Brücken, Stropps und Segel, wo sich ausheult nur der Wind.
Keiner dieser Kohlenschlepper sticht mehr gegen See!
Nachts verzerrte Schatten tun sich mit´nem Messer weh!
Dampfer, die am Kai verhangen, langsam sicher sink´n.
Schiffbrüchige aus aller Welt, die hier ihr Herz betrink´n.
Dumpfer Friedhof schiefer Mäste, der im Sterben liegt
Und sich doch noch mit ´nem Traum vom weiten Meer belügt.
Nebel des Riachuelo!…
Schon lang´ wart´ ich, verloren im Hafen, auf Wunder.
Nebel des Riachuelo,
Diese Liebe ist verlogen, für ewig nur Kummer.
Nie kam sie zurück,
Nirgends taucht sie auf.
Nie mehr kam mein Name aus ihrem Mund, nicht mal als Rauch,
Jener schöne Mund, der sagte: “Chau!”
Träume du Matrose deinen Traum vom flotten Kahn.
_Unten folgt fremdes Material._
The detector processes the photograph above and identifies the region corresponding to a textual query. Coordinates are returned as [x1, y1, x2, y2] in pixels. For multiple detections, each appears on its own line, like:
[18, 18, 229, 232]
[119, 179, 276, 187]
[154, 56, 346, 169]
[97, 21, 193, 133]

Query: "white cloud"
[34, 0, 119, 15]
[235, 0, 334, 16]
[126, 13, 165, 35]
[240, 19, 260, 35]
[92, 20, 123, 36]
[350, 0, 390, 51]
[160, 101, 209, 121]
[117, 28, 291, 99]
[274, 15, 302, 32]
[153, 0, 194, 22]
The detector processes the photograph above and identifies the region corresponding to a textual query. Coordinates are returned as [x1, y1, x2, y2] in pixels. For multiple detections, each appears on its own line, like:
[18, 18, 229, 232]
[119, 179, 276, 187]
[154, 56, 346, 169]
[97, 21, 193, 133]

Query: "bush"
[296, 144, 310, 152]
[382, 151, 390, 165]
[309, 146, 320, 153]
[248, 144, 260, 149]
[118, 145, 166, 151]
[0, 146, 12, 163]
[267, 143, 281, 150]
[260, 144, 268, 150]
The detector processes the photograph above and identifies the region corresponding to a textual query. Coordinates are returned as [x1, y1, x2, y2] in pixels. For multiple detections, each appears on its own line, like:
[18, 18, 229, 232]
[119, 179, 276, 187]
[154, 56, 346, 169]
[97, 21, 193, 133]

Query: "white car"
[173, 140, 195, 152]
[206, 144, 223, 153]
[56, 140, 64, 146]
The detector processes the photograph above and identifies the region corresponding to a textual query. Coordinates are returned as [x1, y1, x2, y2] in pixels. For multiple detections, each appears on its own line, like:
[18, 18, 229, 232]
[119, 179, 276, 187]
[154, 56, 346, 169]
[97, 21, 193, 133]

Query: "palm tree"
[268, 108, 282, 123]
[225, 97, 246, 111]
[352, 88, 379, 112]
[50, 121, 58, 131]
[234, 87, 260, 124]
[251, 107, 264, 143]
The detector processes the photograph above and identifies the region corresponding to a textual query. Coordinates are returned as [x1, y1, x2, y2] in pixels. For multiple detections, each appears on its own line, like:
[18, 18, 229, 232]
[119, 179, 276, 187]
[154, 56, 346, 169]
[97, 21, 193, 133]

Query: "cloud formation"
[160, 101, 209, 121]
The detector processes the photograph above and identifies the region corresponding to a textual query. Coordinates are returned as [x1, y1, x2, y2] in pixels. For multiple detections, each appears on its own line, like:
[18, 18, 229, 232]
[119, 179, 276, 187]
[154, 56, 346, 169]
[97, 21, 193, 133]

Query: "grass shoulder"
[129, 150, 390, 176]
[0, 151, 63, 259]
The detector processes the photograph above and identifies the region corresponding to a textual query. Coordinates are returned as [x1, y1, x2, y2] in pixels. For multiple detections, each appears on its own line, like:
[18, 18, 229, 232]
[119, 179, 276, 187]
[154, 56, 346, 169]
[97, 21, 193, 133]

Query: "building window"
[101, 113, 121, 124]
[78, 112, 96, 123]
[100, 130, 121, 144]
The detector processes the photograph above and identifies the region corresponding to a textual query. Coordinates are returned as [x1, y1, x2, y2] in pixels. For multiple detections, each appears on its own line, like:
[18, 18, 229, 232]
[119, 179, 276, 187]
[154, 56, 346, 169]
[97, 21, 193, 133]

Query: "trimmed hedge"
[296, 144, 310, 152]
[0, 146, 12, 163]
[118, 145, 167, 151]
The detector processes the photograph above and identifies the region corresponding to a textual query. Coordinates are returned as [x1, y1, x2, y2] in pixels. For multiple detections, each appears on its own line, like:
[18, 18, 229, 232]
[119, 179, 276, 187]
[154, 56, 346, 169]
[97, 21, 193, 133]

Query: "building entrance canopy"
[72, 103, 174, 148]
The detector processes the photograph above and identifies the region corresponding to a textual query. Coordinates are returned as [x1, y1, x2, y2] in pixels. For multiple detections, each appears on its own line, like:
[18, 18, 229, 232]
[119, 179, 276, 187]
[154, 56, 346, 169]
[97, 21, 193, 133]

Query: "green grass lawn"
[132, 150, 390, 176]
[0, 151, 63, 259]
Trink´ aus! Das nostalgische Gebräu der tollen Bar!
Regen über´m Hafen! Und derweil regnet mein Lied.
Regnet´s meine Tränen auf dein leis´ geklagtes “Schiet!”
Anker, die im Schlick verrosten, keiner merkt´s am Bug.
Wracke Pötte, ohne Ufer, ohne Dock noch Mut.
Triste Karawane ohne Schicksal, ohne Not.
Hast ja jetzt ein sich´res Schiff: dein mieses Buddelboot!
MM: Und letztlich, wer ist eigentlich Frank Schmitt?
FS: Frank Schmitt sind gewöhnliche deutsche Vor- und Nachnamen, bestehend aus zehn Konsonanten und zwei armseligen in deren Mitte eingepferchte Vokale. Der Vokal ist es, der dem Sänger erlaubt, den Ton zu halten, die Stimmbänder klingen zu lassen und eine Melodie zu entwickeln. Stell Dir vor, wie es sein muss, Liedermacher in Deutschland zu sein! Ich bewundere Tucholsky, Brecht, Kästner, Degenhardt, Biermann und all jene, die es geschafft haben, dieser spröden unmusikalischen Sprache eine Poesie zu entlocken, die sich singen läßt! Das Schreiben in spanischer Sprache ist dagegen ein Spaziergang! Ich verfüge vergleichsweise über jeden erdenklichen Vorteil: die Sprache, die Landschaften, die Leute, ihre Eigenheiten, die Konflikte, die Geschlechter, das Beispiel und Vorbild der großen argentinischen Liedermacher. Ich muss nur noch weiter lernen, das ist alles.